All of which went through my consciousness as my body lie beneath me. I tasted heaven. And it wasn’t Iowa. It was my home. Somewhere inside. Goodbye PTSD. At least for now.

For more, see Veterans’ Day story: 

Acupuncture calms stress, a veteran’s woes

4 comments on “Acupuncture pitches ‘halvies’ to a PTSD Vet

  1. kim says:

    I have been going through acupuncture for several weeks for back and neck issues and I’m done now. I didn’t have an out-of-body experience, but a deeply spiritual one each time. Different from yours. This may sound strange but I felt as if there were other-worldly healers surrounding the table as I laid there meditating. It was almost spooky.

    Like

    • contoveros says:

      Kim,

      Sounds like a mystical experience to me. Spiritual. Mystical.

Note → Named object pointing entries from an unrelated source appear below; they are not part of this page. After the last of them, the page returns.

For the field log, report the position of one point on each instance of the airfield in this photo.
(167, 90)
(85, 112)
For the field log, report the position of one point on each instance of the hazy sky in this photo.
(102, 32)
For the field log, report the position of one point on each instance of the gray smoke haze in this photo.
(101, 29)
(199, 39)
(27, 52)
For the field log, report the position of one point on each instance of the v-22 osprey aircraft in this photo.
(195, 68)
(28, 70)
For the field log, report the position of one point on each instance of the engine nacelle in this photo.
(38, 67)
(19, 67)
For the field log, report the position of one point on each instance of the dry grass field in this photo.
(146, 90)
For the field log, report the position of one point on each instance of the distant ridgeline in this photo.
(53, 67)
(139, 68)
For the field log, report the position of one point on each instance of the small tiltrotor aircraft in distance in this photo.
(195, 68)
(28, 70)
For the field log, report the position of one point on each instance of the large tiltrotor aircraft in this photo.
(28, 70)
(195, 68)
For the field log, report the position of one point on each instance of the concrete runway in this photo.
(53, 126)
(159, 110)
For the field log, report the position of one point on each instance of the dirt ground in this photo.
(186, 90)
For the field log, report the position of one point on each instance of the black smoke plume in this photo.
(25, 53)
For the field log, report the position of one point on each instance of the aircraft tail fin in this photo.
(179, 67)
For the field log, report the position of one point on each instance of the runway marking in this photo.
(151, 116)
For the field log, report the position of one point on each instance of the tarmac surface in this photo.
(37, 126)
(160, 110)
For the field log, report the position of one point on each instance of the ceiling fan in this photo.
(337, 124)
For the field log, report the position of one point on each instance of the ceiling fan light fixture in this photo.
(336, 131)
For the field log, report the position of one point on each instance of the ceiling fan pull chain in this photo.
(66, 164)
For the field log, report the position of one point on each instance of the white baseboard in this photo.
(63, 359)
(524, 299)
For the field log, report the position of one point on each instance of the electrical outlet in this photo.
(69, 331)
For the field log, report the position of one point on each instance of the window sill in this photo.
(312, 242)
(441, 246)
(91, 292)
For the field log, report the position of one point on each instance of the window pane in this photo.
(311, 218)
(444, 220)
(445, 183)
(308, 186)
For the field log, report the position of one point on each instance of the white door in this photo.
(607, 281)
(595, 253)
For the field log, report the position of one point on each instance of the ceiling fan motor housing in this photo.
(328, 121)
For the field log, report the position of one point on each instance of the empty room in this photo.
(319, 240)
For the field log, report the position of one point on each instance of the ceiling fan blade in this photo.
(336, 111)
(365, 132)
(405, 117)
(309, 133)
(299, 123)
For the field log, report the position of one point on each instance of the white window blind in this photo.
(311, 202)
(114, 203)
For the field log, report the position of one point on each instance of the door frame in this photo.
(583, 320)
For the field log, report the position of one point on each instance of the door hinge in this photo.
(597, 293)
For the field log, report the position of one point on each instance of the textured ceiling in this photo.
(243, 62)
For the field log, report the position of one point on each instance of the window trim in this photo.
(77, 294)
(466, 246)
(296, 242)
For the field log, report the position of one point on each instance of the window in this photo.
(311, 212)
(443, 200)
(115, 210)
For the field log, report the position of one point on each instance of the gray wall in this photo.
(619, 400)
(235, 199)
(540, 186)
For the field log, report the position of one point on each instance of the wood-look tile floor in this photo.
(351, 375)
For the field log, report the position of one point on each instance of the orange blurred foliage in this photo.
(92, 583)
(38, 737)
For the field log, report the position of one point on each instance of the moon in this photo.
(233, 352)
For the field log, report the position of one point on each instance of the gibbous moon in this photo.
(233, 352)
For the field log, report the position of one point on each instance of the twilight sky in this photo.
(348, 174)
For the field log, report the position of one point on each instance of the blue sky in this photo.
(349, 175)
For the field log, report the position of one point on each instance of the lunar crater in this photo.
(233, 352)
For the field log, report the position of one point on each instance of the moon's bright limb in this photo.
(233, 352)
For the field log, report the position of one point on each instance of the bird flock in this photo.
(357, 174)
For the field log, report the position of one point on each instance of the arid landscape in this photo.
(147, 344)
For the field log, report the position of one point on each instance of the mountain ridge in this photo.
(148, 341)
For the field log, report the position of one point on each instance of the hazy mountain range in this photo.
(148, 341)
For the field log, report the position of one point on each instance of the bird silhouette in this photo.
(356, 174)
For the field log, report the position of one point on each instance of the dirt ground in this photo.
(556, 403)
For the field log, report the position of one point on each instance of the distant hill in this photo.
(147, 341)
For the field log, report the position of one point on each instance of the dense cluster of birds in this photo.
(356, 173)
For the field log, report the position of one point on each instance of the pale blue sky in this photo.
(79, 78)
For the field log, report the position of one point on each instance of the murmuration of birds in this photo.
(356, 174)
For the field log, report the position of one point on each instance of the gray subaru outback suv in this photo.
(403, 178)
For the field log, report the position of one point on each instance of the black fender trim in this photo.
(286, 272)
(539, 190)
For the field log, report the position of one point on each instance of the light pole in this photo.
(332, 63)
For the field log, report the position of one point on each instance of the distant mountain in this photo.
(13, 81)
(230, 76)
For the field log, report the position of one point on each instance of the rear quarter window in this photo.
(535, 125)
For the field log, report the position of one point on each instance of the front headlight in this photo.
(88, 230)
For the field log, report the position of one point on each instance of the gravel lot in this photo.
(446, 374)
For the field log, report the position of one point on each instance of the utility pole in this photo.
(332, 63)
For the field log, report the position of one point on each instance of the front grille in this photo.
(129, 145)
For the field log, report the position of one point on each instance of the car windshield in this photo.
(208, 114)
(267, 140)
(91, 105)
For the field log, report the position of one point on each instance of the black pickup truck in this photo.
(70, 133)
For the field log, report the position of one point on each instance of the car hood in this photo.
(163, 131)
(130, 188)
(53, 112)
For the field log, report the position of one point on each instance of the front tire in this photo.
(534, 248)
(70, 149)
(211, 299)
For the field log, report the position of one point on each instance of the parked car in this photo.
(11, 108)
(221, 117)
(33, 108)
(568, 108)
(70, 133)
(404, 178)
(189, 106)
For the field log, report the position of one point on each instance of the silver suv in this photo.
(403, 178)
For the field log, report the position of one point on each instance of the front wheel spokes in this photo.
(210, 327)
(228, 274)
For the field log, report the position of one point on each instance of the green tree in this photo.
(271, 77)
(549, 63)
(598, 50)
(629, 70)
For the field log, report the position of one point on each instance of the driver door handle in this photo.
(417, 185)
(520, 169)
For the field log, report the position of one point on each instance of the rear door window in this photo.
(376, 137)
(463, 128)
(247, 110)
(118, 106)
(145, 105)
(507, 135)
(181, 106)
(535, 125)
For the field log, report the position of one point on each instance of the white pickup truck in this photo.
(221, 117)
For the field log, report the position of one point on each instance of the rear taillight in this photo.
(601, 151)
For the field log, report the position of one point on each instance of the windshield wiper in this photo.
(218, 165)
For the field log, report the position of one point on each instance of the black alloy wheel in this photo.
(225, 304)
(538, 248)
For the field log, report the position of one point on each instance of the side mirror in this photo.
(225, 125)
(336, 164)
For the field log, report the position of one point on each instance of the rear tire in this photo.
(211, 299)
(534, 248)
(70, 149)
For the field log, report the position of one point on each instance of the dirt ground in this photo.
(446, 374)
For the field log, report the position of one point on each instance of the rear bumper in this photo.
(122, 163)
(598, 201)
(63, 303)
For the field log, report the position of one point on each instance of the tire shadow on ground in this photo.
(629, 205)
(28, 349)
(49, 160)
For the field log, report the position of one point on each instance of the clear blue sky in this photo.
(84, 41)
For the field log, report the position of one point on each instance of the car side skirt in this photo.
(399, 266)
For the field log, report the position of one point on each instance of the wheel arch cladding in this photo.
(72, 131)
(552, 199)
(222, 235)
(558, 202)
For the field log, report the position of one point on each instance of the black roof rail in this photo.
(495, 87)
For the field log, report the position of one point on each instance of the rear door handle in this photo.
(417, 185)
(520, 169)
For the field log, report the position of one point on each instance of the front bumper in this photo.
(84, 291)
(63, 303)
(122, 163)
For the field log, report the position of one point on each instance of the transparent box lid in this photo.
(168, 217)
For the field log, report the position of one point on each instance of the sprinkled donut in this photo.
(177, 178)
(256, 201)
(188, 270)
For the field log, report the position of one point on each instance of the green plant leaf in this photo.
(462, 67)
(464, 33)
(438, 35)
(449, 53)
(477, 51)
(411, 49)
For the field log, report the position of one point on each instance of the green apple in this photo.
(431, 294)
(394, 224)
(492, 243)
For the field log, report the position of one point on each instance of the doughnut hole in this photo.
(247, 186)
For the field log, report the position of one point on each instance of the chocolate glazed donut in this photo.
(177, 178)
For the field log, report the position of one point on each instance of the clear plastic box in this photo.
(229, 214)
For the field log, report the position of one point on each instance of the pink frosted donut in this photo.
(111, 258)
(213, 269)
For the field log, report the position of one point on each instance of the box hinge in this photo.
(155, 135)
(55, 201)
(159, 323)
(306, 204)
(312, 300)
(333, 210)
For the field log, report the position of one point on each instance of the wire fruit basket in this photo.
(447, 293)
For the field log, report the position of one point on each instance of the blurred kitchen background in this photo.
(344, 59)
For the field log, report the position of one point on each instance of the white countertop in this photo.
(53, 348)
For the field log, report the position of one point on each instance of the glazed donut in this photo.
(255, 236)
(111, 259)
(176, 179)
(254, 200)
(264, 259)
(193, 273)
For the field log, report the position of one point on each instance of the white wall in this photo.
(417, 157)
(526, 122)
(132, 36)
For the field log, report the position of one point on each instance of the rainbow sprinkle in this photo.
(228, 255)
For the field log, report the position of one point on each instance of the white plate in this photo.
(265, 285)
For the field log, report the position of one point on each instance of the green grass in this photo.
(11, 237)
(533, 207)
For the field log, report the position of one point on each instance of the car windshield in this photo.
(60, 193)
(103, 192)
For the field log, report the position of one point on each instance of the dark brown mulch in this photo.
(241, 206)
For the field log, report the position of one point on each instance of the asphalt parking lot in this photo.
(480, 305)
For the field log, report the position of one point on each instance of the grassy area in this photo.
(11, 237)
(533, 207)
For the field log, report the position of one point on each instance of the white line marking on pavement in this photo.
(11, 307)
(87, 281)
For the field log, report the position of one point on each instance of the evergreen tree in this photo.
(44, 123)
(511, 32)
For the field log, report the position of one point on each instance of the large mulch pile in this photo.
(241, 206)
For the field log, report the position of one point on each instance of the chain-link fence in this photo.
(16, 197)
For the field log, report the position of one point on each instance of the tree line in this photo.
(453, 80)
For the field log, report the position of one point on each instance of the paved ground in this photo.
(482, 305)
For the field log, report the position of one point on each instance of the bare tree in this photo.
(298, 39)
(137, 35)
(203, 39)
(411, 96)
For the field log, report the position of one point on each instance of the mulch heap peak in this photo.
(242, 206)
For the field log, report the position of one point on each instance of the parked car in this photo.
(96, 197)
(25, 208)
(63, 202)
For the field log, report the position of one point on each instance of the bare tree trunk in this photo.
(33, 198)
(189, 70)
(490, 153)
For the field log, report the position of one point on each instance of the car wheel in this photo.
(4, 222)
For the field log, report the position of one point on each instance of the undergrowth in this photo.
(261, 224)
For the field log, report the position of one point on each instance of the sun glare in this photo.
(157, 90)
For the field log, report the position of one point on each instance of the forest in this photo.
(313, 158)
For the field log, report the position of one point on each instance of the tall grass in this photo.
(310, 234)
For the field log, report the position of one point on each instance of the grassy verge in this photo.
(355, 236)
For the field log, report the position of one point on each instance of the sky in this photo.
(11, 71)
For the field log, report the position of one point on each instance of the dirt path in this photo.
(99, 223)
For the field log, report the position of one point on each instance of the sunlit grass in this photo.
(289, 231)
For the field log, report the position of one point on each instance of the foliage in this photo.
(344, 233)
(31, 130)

When does one merge into, or become labled the other?

      And why does mysticism exist only in books?

      For most people, that is.

      Perhaps, those that experience such “visions” as you describe can discuss it only with like-minded “crazies” like me.

      michael j

      Like

  2. Acupuncture seems like an interesting undertaking. It sounds like you had a very enlightening experience that many would enjoy having.

    Adrian

    Like

    • contoveros says:

      Try it. The relaxation it provides is “well” worth it.

      Did I tell you how well it makes you feel?

      How worthwhile?

      Oh, well. Let me return for another shot or two. Tonight, April 1st, 2010.